Erase un
principito curioso que quiso un día salir a
pasear sin escolta. Caminando por un barrio
miserable de su ciudad, descubrió a un muchacho
de su estatura que era en todo exacto a él.
-¡Sí que es casualidad! - dijo el príncipe-.
Nos parecemos como dos gotas de agua.
-Es cierto - reconoció el mendigo-. Pero yo voy
vestido de andrajos y tú te cubres de sedas y
terciopelo. Sería feliz si pudiera vestir
durante un instante la ropa que llevas tú.
Entonces el príncipe, avergonzado de su riqueza,
se despojó de su traje, calzado y el collar de
la Orden de la Serpiente, cuajado de piedras
preciosas.
-Eres exacto a mi - repitió el príncipe, que se
había vestido, en tanto, las ropas del mendigo.
Pero en aquel momento llegó la guardia buscando
al personaje y se llevaron al mendigo vestido en
aquellos momentos con los ropajes de principe.
El príncipe corría detrás queriendo
convencerles de su error, pero fue inútil.
Contó en la ciudad quién era y le tomaron por
loco. Cansado de proclamar inútilmente su
identidad, recorrió la ciudad en busca de
trabajo. Realizó las faenas más duras, por un
miserable jornal. Era ya mayor, cuando estalló
la guerra con el país vecino. El príncipe,
llevado del amor a su patria, se alistó en el
ejército, mientras el mendigo que ocupaba el
trono continuaba entregado a los placeres.

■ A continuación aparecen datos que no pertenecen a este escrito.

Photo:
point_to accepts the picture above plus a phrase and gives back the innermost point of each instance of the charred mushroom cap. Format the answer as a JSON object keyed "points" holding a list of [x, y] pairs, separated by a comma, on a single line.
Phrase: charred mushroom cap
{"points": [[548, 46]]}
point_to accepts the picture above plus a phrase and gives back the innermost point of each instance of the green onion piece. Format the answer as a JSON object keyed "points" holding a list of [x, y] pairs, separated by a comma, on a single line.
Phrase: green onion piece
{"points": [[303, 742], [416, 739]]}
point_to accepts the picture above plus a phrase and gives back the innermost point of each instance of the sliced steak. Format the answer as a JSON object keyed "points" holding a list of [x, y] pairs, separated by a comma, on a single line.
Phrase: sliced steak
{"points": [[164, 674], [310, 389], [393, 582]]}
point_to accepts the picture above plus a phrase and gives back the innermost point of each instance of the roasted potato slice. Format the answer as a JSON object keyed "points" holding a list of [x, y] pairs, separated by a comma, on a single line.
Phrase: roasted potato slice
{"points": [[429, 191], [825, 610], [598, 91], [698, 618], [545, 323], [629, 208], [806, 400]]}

Un día, en lo más arduo de la batalla, el
soldadito fue en busca del general. Con
increíble audacia le hizo saber que había
dispuesto mal sus tropas y que el difunto rey,
con su gran estrategia, hubiera planeado de otro
modo la batalla.
- ¿Cómo sabes tú que nuestro llorado monarca
lo hubiera hecho así?
- Porque se ocupó de enseñarme cuanto sabía.
Era mi padre.
Aquella noche moría el anciano rey y el mendigo
ocupó el trono. Lleno su corazón de rencor por
la miseria en que su vida había transcurrido,
empezó a oprimir al pueblo, ansioso de riquezas.

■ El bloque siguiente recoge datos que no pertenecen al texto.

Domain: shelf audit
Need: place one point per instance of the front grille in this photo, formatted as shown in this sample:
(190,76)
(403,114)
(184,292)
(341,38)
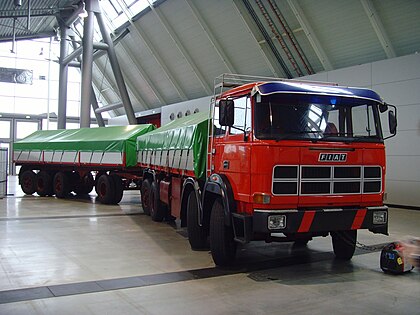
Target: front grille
(326,180)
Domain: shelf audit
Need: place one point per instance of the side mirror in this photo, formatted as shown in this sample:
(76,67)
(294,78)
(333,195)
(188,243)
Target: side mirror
(383,107)
(226,112)
(392,120)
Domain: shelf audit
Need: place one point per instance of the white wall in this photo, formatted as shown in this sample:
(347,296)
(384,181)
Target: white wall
(397,81)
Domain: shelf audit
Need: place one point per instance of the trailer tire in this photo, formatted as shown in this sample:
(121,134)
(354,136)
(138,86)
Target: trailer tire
(222,243)
(145,196)
(28,182)
(119,188)
(157,209)
(43,184)
(105,187)
(84,185)
(197,235)
(344,244)
(61,185)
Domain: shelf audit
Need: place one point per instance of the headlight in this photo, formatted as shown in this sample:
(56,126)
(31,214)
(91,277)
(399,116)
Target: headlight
(276,222)
(379,217)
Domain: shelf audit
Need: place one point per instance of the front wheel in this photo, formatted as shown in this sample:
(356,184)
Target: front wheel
(344,244)
(28,182)
(106,189)
(222,244)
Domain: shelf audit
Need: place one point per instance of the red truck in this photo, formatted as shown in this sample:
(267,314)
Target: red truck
(278,160)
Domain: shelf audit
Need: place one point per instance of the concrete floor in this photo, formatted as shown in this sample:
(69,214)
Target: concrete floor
(80,257)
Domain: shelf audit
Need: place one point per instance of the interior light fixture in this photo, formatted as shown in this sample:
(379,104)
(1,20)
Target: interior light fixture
(83,13)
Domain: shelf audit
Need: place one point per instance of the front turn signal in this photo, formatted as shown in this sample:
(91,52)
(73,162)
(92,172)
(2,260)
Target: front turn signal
(261,198)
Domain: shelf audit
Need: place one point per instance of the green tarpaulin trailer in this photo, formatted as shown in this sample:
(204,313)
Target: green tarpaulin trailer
(109,146)
(179,145)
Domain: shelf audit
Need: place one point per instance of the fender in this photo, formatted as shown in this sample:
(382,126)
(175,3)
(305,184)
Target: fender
(219,184)
(192,182)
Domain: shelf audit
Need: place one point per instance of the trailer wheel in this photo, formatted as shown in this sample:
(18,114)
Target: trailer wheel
(157,209)
(197,235)
(119,188)
(61,185)
(97,176)
(84,185)
(344,244)
(44,184)
(28,182)
(222,244)
(106,189)
(145,196)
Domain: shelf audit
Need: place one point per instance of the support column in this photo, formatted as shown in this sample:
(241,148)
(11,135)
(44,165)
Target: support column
(95,106)
(117,71)
(86,97)
(62,81)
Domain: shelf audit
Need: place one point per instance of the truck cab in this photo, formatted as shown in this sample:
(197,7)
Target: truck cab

Y mientras tanto, el verdadero príncipe, tras
las verjas del palacio, esperaba que le arrojasen
un pedazo de pan.
El general, desorientado, siguió no obstante los
consejos del soldadito y pudo poner en fuga al
enemigo. Luego fue en busca del muchacho, que
curaba junto al arroyo una herida que había
recibido en el hombro. Junto al cuello se
destacaban tres rayitas rojas.
-Es la señal que vi en el príncipe recién
nacido! -exclamó el general.
Comprendió entonces que la persona que ocupaba
el trono no era el verdadero rey y, con su
autoridad, ciñó la corona en las sienes de su
autentico dueño.
El príncipe había sufrido demasiado y sabía
perdonar. El usurpador no recibió mas castigo
que el de trabajar a diario.
Cuando el pueblo alababa el arte de su rey para
gobernar y su gran generosidad él respondía: Es
gracias a haber vivido y sufrido con el pueblo
por lo que hoy puedo ser un buen rey.